Mari Lang: Das hat mir einmal mehr gezeigt, dass Kinder nach wie vor als Frauensache gelten bzw. dass es – egal, wie frau es mit Kindern anstellt (ob als Hausfrau, in Teilzeit oder Vollzeit oder mit Karriereambitionen) – immer irgendwie falsch ist. Auch mein Mann saß im Lockdown zuhause und hat im Homeoffice Vollzeit weitergearbeitet. Niemand aus seinem (Arbeits-)Umfeld hat ihn gefragt, wie er das mit zwei kleinen Kindern zuhause hinkriegen will. Das hat mir zu denken gegeben, mich wütend gemacht, und diese Energie habe ich dann im „Frauenfragen“-Podcast kanalisiert. Wut alleine verändert noch nichts. Aktiv werden schon.

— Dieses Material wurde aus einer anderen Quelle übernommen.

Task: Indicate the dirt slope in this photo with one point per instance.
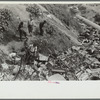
(61, 40)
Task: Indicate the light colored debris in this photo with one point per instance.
(56, 77)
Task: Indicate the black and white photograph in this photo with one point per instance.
(50, 42)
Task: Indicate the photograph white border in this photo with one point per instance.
(44, 89)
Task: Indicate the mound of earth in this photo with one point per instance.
(59, 40)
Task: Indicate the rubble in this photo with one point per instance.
(56, 77)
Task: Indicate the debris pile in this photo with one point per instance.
(34, 10)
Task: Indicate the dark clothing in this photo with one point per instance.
(30, 28)
(21, 31)
(41, 28)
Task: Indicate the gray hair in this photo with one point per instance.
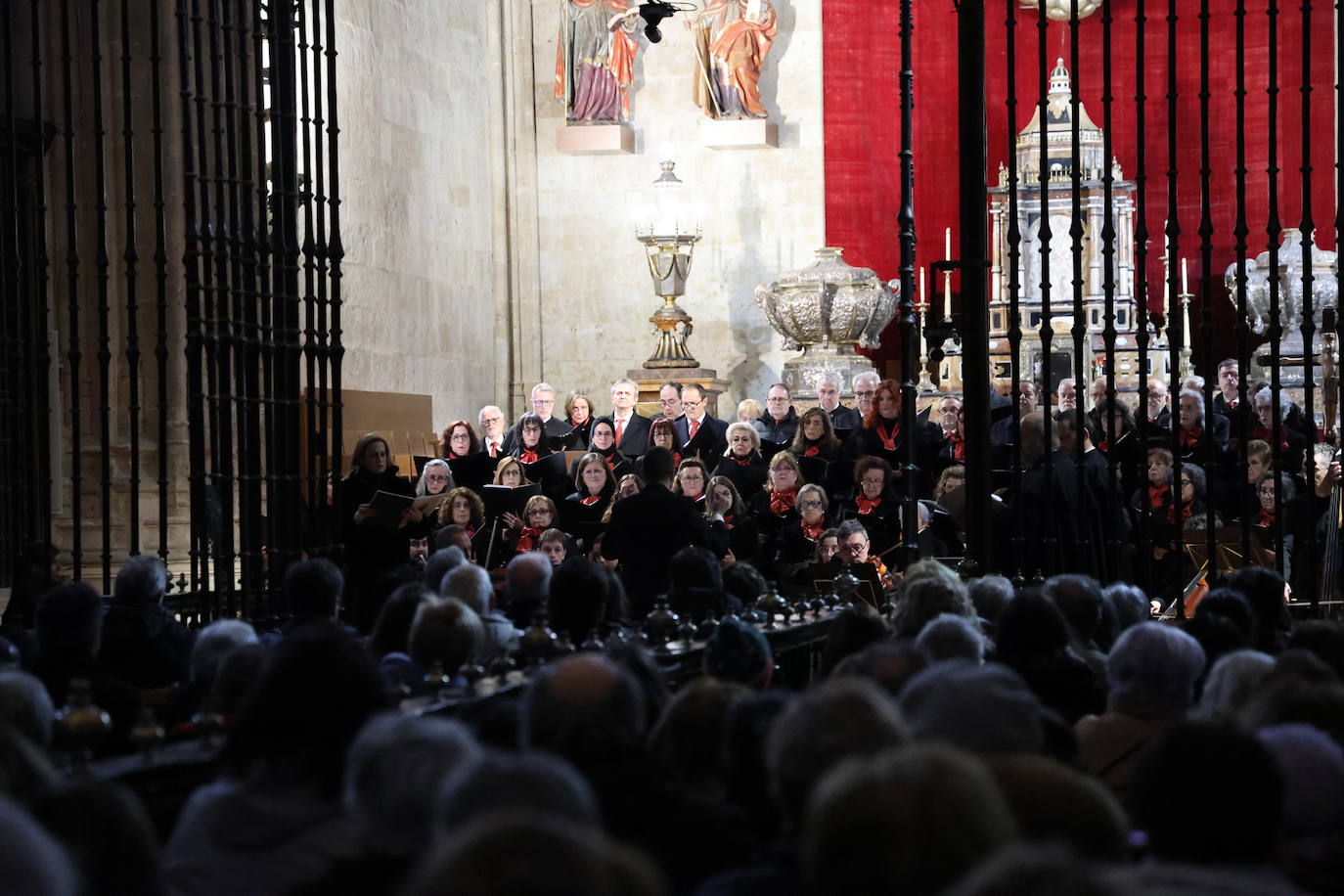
(394, 771)
(470, 585)
(141, 582)
(1232, 683)
(528, 576)
(1152, 670)
(215, 643)
(952, 637)
(25, 705)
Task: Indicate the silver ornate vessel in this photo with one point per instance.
(827, 309)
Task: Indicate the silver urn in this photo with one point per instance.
(827, 309)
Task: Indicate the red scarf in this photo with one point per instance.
(783, 501)
(888, 441)
(527, 539)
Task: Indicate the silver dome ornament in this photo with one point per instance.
(827, 309)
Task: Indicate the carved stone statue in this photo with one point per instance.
(732, 40)
(594, 61)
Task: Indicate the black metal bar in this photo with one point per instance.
(1045, 234)
(130, 258)
(1013, 240)
(974, 269)
(1145, 568)
(72, 352)
(1307, 550)
(906, 223)
(336, 254)
(157, 129)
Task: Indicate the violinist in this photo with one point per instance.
(742, 463)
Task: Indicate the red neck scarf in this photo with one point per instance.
(527, 539)
(783, 501)
(888, 439)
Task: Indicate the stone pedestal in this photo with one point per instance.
(648, 405)
(594, 140)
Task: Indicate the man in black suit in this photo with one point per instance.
(829, 398)
(697, 432)
(543, 403)
(650, 527)
(632, 430)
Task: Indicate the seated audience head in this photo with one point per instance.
(1152, 672)
(315, 589)
(445, 632)
(25, 707)
(1232, 684)
(439, 564)
(823, 726)
(904, 821)
(143, 582)
(1208, 794)
(929, 590)
(949, 636)
(395, 769)
(531, 782)
(215, 643)
(316, 690)
(585, 708)
(70, 623)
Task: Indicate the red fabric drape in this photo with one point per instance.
(862, 126)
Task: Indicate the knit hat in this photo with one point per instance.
(739, 651)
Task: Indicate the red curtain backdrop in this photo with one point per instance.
(862, 122)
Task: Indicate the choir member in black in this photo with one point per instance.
(723, 500)
(743, 464)
(632, 428)
(604, 443)
(592, 496)
(775, 506)
(815, 437)
(459, 439)
(699, 432)
(691, 479)
(370, 550)
(780, 421)
(578, 414)
(663, 434)
(884, 435)
(1290, 442)
(530, 446)
(873, 504)
(829, 399)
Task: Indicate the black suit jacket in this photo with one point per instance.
(646, 531)
(635, 438)
(711, 438)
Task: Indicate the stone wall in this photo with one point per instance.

Und Sie sind sehr aktiv geworden. Sie haben mir erzählt, dass es herausfordernd war, in Ihrem Podcast den eigenen Ansprüchen gerecht zu werden und sich bei all der Kreativität und dem Engagement nicht selbst auszubeuten. Wie haben Sie das geschafft?

Im Lockdown und während der Kurzarbeit ging es ganz gut. Danach wurde es schwieriger, weil mein regulärer Job wieder dazu gekommen ist. Ich habe mir aber immer wieder bewusst Pausen gegönnt und mir klar gemacht, dass ich ja meine eigene Chefin bin, die niemandem Rechenschaft schuldig ist, dass ich nach meinen eigenen Regeln arbeiten kann. Ich habe begonnen, unregelmäßiger Folgen aufzunehmen und mehr auf meinen Energiehaushalt zu achten. Das war sehr befreiend.

Für Ihre Podcasts sind Sie vielfach ausgezeichnet worden: Platz 10 bei den Ö3 Podcast Awards 2021, Platz 2 im Jahr darauf. Gratulation! Was hat sich noch getan?

Aus dem Podcast ist 2021 auch ein Buch entstanden und in weiterer Folge viele Engagements als Keynote-Speakerin. 2023 stand ich dann mit einem eigenen „Frauenfragen“-Bühnenprogramm und einem Intro als Stand-up-Comedienne auf der Bühne der Kulisse Wien. Die Auszeichnung bei den Minerva Awards 2023 in der Kategorie „Community“ hat mir einmal mehr gezeigt, wie dringlich es ist, das Thema Gleichberechtigung der Geschlechter weiterhin im öffentlichen Diskurs zu halten. Weil es nach wie vor so viele Schrauben gibt, an denen gedreht werden muss und kann.

Was haben Sie aus den Gesprächen mit Ihren Gästen gelernt?

Mir ist noch bewusster geworden, wie wichtig es ist, sich mit dem Thema Gleichberechtigung auseinanderzusetzen. Ich bekomme so viel Rückmeldung und so viele Zuschriften, die mir und auch den anderen Frauen zeigen: Ich bin mit meinen Gedanken, Anliegen und Hürden als Frau nicht alleine.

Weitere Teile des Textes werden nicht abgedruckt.